The largest circle shown is for whites aged 45 to 64, a group which makes up a fifth of the total cases. Younger whites, those aged 18 to 44, make up another 18 percent of cases.

But those groups also constitute 45 percent of the actual population. If we overlay population density, we see where groups are overrepresented. Among black Americans aged 45 to 64, for example, the red circle of infections is much larger than the gray circle of population. That group, in other words, makes up much more of the coronavirus caseload than it does the U.S. population.

We can look at this another way, comparing confirmed coronavirus cases to the actual population. Recognizing that the cases recorded by the CDC don’t capture every infection with the virus, we see that infections are most common among black Americans aged 75 and up. In every group, the circles get bigger as age increases — meaning that older people are more affected in every racial group identified by the CDC.

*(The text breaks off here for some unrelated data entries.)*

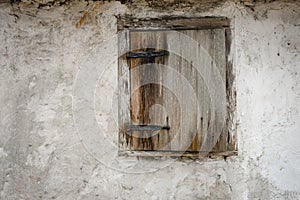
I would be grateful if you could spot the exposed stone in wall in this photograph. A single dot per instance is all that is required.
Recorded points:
(41, 155)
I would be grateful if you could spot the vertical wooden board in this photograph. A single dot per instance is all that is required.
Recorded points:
(172, 79)
(219, 52)
(123, 91)
(146, 101)
(211, 52)
(231, 96)
(158, 102)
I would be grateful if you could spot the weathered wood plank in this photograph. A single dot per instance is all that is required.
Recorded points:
(123, 90)
(177, 154)
(155, 104)
(170, 23)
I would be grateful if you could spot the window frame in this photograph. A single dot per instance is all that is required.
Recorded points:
(126, 24)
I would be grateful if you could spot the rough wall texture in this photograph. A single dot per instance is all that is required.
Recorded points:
(42, 155)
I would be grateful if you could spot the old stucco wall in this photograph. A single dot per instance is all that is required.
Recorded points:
(42, 149)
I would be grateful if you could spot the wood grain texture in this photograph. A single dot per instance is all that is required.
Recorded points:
(195, 115)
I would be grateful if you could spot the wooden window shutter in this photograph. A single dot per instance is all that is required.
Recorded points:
(164, 103)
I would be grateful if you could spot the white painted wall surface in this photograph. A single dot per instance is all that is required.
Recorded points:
(43, 55)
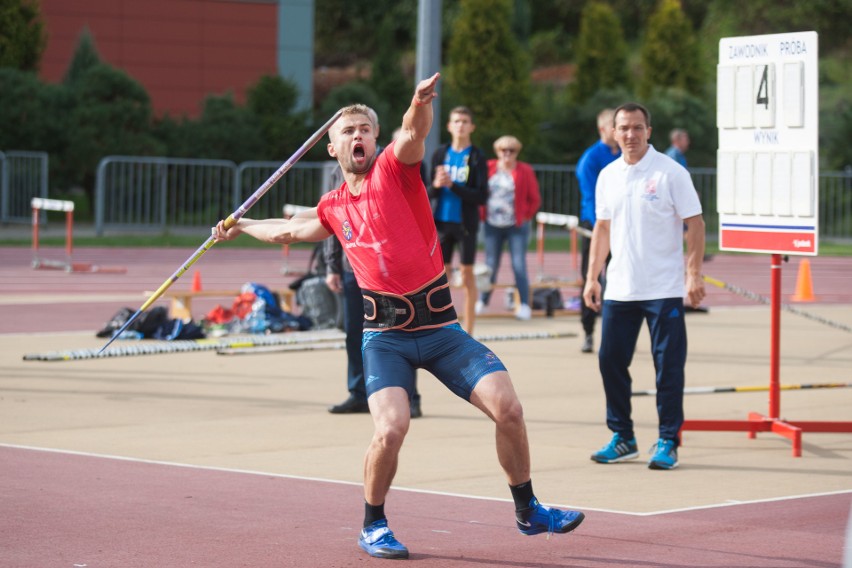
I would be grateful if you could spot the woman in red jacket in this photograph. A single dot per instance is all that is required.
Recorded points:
(513, 200)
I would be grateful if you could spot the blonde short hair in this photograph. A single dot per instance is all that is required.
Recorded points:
(359, 109)
(505, 140)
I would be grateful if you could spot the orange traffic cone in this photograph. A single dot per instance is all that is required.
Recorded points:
(804, 285)
(196, 282)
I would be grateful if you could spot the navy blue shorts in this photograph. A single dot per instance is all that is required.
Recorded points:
(391, 359)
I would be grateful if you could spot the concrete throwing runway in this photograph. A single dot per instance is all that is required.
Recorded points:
(199, 459)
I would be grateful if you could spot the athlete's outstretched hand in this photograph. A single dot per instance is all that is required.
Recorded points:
(425, 91)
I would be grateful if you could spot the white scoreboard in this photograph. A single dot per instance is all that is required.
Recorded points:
(767, 163)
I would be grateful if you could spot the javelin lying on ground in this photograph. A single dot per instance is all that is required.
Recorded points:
(764, 300)
(760, 388)
(229, 222)
(246, 344)
(251, 348)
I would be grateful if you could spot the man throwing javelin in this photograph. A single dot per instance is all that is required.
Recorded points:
(382, 216)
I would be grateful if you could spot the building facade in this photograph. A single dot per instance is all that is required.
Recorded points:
(179, 50)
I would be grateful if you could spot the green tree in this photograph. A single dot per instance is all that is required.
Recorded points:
(226, 131)
(601, 53)
(111, 115)
(272, 100)
(670, 53)
(85, 57)
(675, 108)
(387, 79)
(489, 72)
(33, 114)
(22, 37)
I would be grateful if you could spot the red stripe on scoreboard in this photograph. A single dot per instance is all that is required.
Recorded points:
(773, 241)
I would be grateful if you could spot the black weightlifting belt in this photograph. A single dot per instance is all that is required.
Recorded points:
(430, 306)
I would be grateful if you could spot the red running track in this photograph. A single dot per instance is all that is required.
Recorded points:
(66, 509)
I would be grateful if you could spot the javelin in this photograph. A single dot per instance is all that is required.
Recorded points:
(764, 300)
(229, 222)
(758, 388)
(250, 347)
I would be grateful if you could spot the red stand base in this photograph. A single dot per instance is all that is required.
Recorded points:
(759, 423)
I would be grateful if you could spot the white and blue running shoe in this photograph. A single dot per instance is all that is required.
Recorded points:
(544, 519)
(617, 450)
(377, 540)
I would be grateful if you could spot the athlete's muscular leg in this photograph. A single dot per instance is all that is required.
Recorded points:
(391, 417)
(469, 283)
(495, 396)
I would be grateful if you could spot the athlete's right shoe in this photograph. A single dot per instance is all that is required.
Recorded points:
(544, 519)
(377, 540)
(617, 450)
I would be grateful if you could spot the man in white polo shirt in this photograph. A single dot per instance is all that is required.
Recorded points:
(643, 200)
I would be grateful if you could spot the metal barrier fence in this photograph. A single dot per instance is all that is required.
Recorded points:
(165, 193)
(23, 175)
(162, 193)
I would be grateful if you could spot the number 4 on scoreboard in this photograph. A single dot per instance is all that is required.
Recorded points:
(764, 110)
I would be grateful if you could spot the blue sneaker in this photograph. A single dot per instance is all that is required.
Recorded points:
(544, 519)
(377, 540)
(617, 450)
(664, 454)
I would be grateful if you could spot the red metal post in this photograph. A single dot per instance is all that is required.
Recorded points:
(775, 340)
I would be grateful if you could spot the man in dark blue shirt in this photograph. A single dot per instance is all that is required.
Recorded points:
(593, 160)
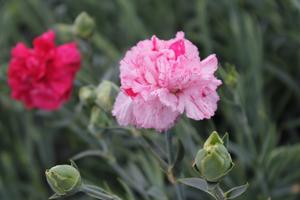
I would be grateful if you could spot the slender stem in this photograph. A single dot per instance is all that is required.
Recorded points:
(168, 138)
(217, 191)
(171, 176)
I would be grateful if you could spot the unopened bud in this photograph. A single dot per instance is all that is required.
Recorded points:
(84, 25)
(213, 161)
(87, 94)
(63, 179)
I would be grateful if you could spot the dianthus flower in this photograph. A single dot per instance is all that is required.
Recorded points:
(161, 79)
(42, 76)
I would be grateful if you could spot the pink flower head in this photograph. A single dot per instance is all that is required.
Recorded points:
(162, 79)
(42, 77)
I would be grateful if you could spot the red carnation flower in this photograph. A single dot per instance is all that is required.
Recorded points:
(42, 77)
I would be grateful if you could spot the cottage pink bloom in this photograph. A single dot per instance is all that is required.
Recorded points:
(161, 80)
(42, 77)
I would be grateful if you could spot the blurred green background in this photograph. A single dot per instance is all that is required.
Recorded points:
(259, 107)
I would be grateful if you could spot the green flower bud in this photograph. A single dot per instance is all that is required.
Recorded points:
(64, 32)
(105, 95)
(87, 94)
(231, 77)
(63, 179)
(84, 25)
(213, 161)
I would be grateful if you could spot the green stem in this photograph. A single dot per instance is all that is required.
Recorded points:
(171, 176)
(98, 193)
(217, 191)
(168, 138)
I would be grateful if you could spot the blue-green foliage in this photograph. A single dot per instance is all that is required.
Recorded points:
(258, 46)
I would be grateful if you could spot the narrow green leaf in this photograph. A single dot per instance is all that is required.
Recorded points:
(179, 156)
(55, 196)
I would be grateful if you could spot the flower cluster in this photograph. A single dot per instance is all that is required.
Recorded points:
(162, 79)
(42, 77)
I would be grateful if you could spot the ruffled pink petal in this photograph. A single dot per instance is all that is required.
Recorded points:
(153, 114)
(166, 98)
(208, 66)
(123, 110)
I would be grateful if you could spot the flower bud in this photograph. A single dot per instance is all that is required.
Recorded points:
(63, 179)
(231, 77)
(87, 94)
(84, 25)
(64, 32)
(105, 95)
(213, 161)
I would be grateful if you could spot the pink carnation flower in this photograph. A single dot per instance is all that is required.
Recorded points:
(161, 80)
(42, 77)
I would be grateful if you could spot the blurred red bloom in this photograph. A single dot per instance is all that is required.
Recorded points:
(42, 76)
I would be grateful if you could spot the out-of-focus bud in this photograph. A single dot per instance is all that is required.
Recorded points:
(84, 25)
(87, 94)
(231, 77)
(64, 32)
(63, 179)
(106, 92)
(213, 161)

Here, too, the difference between white and black Americans stands out. Black Americans over the age of 75 are more than three times as likely to have a confirmed case of the coronavirus as are whites in the same age group. The difference among those aged 65 to 74 is even more stark. In that group, the density of infections as a function of the black population is more than five times as large as the same value for whites.

The data is incomplete, but this comports with a Post analysis showing black Americans as hit particularly hard. Viewed as a function of population, the official data from the federal government is particularly stark.